2.10 Yortgymnastiek is gericht op het versterken van de spieren. Tevens worden er ontspanningsoefeningen gedaan. Yortgymnastiek kan zowel door gezonde personen als door personen met een aanpassing worden beoefend. De Yortgymnastiek vond in groepsverband plaats. Het aantal deelnemers wisselde. De vaste kern van deelnemers bedroeg circa zes personen. Tijdens de groepslessen werd door de Yortbegeleider persoonlijke aandacht gegeven aan de individuele deelnemer die moeite had met het uitvoeren van bepaalde oefeningen. De extra aandacht werd verleend op aanvraag van de deelnemer dan wel op eigen initiatief van de Yortbegeleider wanneer deze constateerde dat de deelnemer moeite had met de oefeningen. Tijdens de Yortlessen werd gebruik gemaakt van gymtoestellen. De Yortbegeleider had een soort band ontwikkeld waarmee de deelnemers tijdens de vakantieperiode ook thuis konden oefenen om te voorkomen dat de deelnemers terug zouden vallen op hun oude niveau.
2.11 De Yortbegeleider had een opleiding tot Yortinstructeur genoten. Hij had geen (para)medische opleiding genoten.
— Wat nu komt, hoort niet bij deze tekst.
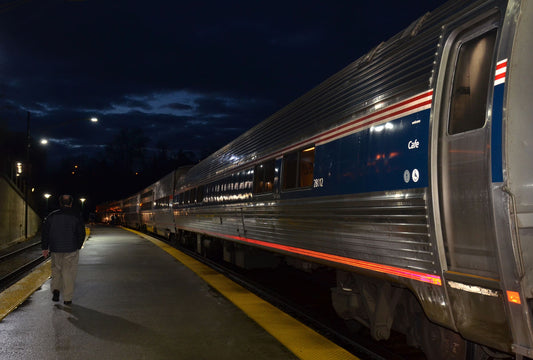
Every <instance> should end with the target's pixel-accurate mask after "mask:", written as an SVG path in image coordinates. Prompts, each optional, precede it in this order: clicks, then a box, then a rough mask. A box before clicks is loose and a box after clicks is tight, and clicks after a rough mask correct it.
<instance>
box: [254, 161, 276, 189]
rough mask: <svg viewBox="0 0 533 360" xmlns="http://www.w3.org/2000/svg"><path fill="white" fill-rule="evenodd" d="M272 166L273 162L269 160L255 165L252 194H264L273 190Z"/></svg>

2.12 Belanghebbende heeft de Yortbegeleider gevraagd of hij contact wilde opnemen met de huisarts. De Yortbegeleider heeft hem toen te kennen gegeven dat hij de huisarts had gesproken doch achteraf is gebleken dat dit niet het geval was.
2.13 De huisarts heeft belanghebbende bij meerdere consulten gevraagd of hij nog aan Yortgymnastiek en zwemmen deed. De huisarts heeft dit nooit gecontroleerd.